こういうやり取りをしていても、なんだかんだで武は幸せいっぱいなのだった。そして…。


「残り7分、か。あのね、たけしくん。どうしても聴いてほしい歌があるの。私の18番。たけしくんのために心を込めて歌うから、聴いてくれるかな…?」

「う、うん…。えりちゃんの歌声、俺が精一杯受け止めるよ。」

「嬉しい…!じゃあ…。」


絵理が入れたのは、浜崎あゆみ"Moments"。


"La La La La La La…"


静謐なイントロと共に絵理が歌い出すと、室内の空気が変化したのを武は感じ取った。そして、絵理の心の世界に、あっという間に引き込まれていった…。


"鳥のようにはばたけるなら 君の元へ飛んでいくでしょう

そして傷を負ったその背に 僕の羽根を差し出すでしょう…"


聴き入っていた武は、絵理の孤独と繊細さを敏感に感じ取った。そして、絵理の抱える"弱さ"を、自分がそっと包んであげたい…そのように、決意を新たにしたのだった…。


「あぁ~っ、久々に本気出しちゃったかも…♪たけしくん、どうだった?」

「俺…これからもずっと、えりちゃんのそばにいるから。約束する。」

「へ…?…な~に当たり前のこと言ってんの!たけしくんと私は、世界の果てまで共に突き進んでいくのです☆」

「はは、いつもの調子が戻ってきたね。じゃあ、オチがついたところで、帰ろっか?」

「……うんっ!たけしくん、だ~い好き♡」


こうして、初めてのカラオケデートは幕を閉じた。

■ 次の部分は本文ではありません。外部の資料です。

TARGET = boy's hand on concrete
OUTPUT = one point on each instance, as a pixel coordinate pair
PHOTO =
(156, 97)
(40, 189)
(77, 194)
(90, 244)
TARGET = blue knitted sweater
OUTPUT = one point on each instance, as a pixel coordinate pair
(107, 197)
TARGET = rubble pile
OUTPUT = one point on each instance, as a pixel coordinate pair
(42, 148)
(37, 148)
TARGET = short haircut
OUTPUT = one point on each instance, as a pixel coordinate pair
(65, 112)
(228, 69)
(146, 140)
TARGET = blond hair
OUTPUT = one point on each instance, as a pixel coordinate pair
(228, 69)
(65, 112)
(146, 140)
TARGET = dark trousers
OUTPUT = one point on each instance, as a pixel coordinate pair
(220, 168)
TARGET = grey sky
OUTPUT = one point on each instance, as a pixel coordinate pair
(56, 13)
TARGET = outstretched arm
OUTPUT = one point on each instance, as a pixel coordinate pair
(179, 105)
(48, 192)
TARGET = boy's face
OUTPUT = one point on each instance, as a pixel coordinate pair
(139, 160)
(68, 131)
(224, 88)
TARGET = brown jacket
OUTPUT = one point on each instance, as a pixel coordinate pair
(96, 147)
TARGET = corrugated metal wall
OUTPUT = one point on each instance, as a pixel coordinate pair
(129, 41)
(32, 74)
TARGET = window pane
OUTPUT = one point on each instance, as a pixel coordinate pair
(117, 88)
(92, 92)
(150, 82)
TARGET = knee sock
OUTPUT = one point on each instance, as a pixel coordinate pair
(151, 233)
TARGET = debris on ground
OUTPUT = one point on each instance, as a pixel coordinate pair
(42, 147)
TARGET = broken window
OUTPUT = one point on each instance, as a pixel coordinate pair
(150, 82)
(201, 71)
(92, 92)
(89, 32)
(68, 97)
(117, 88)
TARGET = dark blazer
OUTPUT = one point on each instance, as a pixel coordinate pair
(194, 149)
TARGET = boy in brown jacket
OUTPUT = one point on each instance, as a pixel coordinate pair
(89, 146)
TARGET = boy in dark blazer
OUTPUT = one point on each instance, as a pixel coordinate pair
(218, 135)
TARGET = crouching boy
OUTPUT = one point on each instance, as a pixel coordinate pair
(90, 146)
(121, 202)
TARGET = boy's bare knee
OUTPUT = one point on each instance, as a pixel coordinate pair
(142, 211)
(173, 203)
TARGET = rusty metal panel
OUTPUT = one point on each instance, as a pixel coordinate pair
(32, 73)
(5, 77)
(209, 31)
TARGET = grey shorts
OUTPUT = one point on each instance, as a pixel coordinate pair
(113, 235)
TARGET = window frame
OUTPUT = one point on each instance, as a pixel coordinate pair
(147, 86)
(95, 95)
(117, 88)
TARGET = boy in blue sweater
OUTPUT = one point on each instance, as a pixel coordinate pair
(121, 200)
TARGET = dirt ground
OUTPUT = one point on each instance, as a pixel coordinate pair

二人は、お互いに対する愛情がさらに深まったのを強く感じたのだった。これから先に待ち受けている幾多もの試練を、二人は手を取り合って乗り越えていくことが出来るのだろうか…?二人の物語は、まだまだ続く。


通算戦績

武 0勝5敗

絵理 5勝0敗


つづく

今回はシリアスシーンも盛り込みました(^^)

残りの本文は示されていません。